Muito já se comentou que o Judiciário é o poder menos transparente da República. E não é para menos. Como é o único dos três em que seus membros não se submetem à “peneira” de uma eleição popular, acabam atraindo menos os holofotes da grande imprensa. Apenas como parêntese, vale lembrar a informação do jornalista Fernão Lara Mesquita de que em outros países, como os Estados Unidos, já se discute até a adoção do recall para juízes, à semelhança do que já acontece por lá com os representantes do Legislativo, do Executivo e do Ministério Público. “Todos os juízes, eleitos ou não, são vulneráveis ao poder econômico assim como o resto dos mortais, e eles [os cidadãos comuns] se sentem mais seguros sabendo que os seus juízes vulneráveis ao poder econômico, assim como as sentenças injustas que possam emitir, são demissíveis por recall”, constata Fernão.
Por aqui, o “descasamento” com a realidade da sociedade tem sido gritante nos últimos tempos e, embora se tenha exigido cada vez mais transparência do poder público, não são poucos os membros do Judiciário que não se apercebem da relevância deste momento histórico.
A mais recente prova disso foi a recente decisão da ministra Nancy Andrighi, atual corregedora Nacional de Justiça, de suspender a atualização de dados do sistema Justiça Aberta, criado em 2007 pelo Conselho Nacional de Justiça, o CNJ.
Na prática, magistrados de todas as instâncias deixam de ficar obrigados a repassar informações vitais para a transparência do Judiciário, como o nome do juiz, o total de decisões proferidas no mês, o número de suspeições e impedimentos declarados, o total de audiências remarcadas, o número de autos conclusos há mais de 100 dias, e muito mais.
Para Neide De Sordi, ex‐diretora‐executiva do Departamento de Pesquisas Judiciárias do CNJ, a decisão representa um retrocesso no controle social sobre o Judiciário. Em recente artigo, ela afirma: “Diferentemente das estatísticas produzidas a partir do sistema Justiça em Números, que foi formulado para propiciar uma radiografia do judiciário brasileiro, o Justiça Aberta foi delineado para o controle. Por essa razão, o sistema é gerido pela Corregedoria Nacional de Justiça e não pelo Departamento de Pesquisas Judiciárias do CNJ. Da mesma forma que os demais agentes políticos e públicos, na execução das suas atribuições, os magistrados geram informações que devem ser disponibilizadas aos cidadãos para o aperfeiçoamento dos mecanismos de controle social e accountability, este entendido como ética, responsabilidade social, imputabilidade, prestação de contas de seus administradores e integrantes às instâncias controladoras e aos cidadãos”.

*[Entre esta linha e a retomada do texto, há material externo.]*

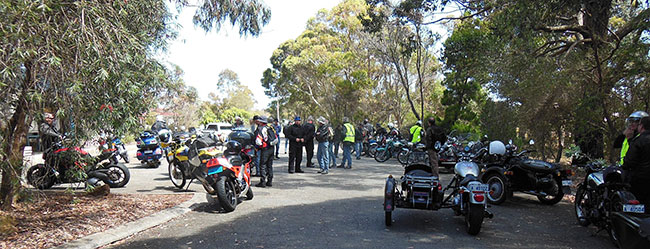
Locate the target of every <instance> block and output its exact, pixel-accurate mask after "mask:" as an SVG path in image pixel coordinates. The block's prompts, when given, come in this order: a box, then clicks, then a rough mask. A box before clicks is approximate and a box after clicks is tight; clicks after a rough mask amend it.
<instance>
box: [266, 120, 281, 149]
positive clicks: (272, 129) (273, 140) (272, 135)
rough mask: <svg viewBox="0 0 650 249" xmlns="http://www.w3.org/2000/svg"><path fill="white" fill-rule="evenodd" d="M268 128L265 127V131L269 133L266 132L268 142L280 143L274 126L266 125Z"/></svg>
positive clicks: (272, 125)
mask: <svg viewBox="0 0 650 249" xmlns="http://www.w3.org/2000/svg"><path fill="white" fill-rule="evenodd" d="M268 128H270V129H267V131H268V133H269V134H268V135H269V144H270V145H271V146H275V145H277V144H278V143H280V139H279V137H278V133H277V132H276V131H275V128H274V127H273V125H268Z"/></svg>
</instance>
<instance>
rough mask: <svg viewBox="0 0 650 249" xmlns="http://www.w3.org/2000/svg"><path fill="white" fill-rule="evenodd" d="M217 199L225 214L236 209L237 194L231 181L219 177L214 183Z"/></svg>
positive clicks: (233, 210)
mask: <svg viewBox="0 0 650 249" xmlns="http://www.w3.org/2000/svg"><path fill="white" fill-rule="evenodd" d="M216 185H217V186H216V190H217V199H219V204H220V205H221V207H222V208H223V209H224V210H225V211H226V212H232V211H234V210H235V208H236V207H237V202H238V200H237V192H236V191H235V186H234V184H233V183H232V181H230V180H228V177H226V176H221V177H220V178H219V180H218V181H217V183H216Z"/></svg>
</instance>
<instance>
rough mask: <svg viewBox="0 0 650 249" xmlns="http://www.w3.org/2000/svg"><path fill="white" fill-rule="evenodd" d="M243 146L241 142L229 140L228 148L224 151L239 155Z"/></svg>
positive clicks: (226, 146) (227, 144)
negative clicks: (241, 143)
mask: <svg viewBox="0 0 650 249" xmlns="http://www.w3.org/2000/svg"><path fill="white" fill-rule="evenodd" d="M241 150H242V146H241V144H240V143H239V142H237V141H229V142H228V143H226V150H225V151H224V154H226V155H237V154H239V152H241Z"/></svg>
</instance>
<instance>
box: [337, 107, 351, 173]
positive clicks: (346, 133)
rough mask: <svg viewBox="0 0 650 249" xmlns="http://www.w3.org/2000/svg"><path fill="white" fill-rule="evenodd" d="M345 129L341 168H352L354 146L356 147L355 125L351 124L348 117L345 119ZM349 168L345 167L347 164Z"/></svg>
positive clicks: (343, 127) (340, 165)
mask: <svg viewBox="0 0 650 249" xmlns="http://www.w3.org/2000/svg"><path fill="white" fill-rule="evenodd" d="M343 128H345V131H344V132H345V133H344V134H345V138H343V160H341V165H339V168H346V169H351V168H352V146H353V145H354V125H352V124H350V119H348V117H343ZM346 162H347V163H348V166H347V167H345V163H346Z"/></svg>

O fato é que o próprio CNJ, criado pela Emenda Constitucional 45, de 2004 (a chamada Reforma do Judiciário), sempre enfrentou muita resistência interna da magistratura. E, com o sistema Justiça Aberta, juízes e responsáveis por cartórios em todo o país passaram a sofrer mais escrutínio da sociedade civil e da mídia. Como Neide aponta, “É ele [o sistema Justiça Aberta] que nos informa que há 13.567 cartórios extrajudiciais no Brasil. Em poucos cliques, é possível acessar o ranking dos cartórios brasileiros por remuneração e saber que o cartório mais rentável do Brasil é o 9º Ofício de Registro de Imóveis do município do Rio de Janeiro que informa ter arrecadado R$ 48.084.504,25 no último semestre disponível para consulta”.

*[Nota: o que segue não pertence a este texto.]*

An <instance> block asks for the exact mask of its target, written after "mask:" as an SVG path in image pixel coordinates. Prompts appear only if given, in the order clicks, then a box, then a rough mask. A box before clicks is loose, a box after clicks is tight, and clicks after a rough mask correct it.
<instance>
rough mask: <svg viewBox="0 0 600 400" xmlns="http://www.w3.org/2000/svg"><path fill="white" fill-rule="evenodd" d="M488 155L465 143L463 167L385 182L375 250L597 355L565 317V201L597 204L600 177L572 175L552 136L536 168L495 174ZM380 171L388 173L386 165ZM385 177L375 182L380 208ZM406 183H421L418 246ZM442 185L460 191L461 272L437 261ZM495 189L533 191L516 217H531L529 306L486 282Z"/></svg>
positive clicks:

Diversas organizações da sociedade civil como o MCCE/Movimento de Combate à Corrupção Eleitoral, o IFC/Instituto de Fiscalização e Controle, o Contas Abertas e até o UNODC/Escritório das Nações Unidas sobre Drogas e Crimes assinaram um manifesto conjunto, devidamente entregue à corregedora Andrighi. No documento, argumentam que “nos últimos anos, o ‘Justiça Aberta’ foi um dos grandes alentos à sociedade na busca pelo acompanhamento da atuação dos órgãos judiciais e pelo controle social”.
PublicidadeJá passou da hora de se “abrir” o Judiciário para a sociedade. Se exigimos prestação de contas de cargos no Executivo e no Legislativo, não será o Judiciário que deverá permanecer fechado. Não compreender isso é perder o bonde da História que já está ameaçando sair da estação.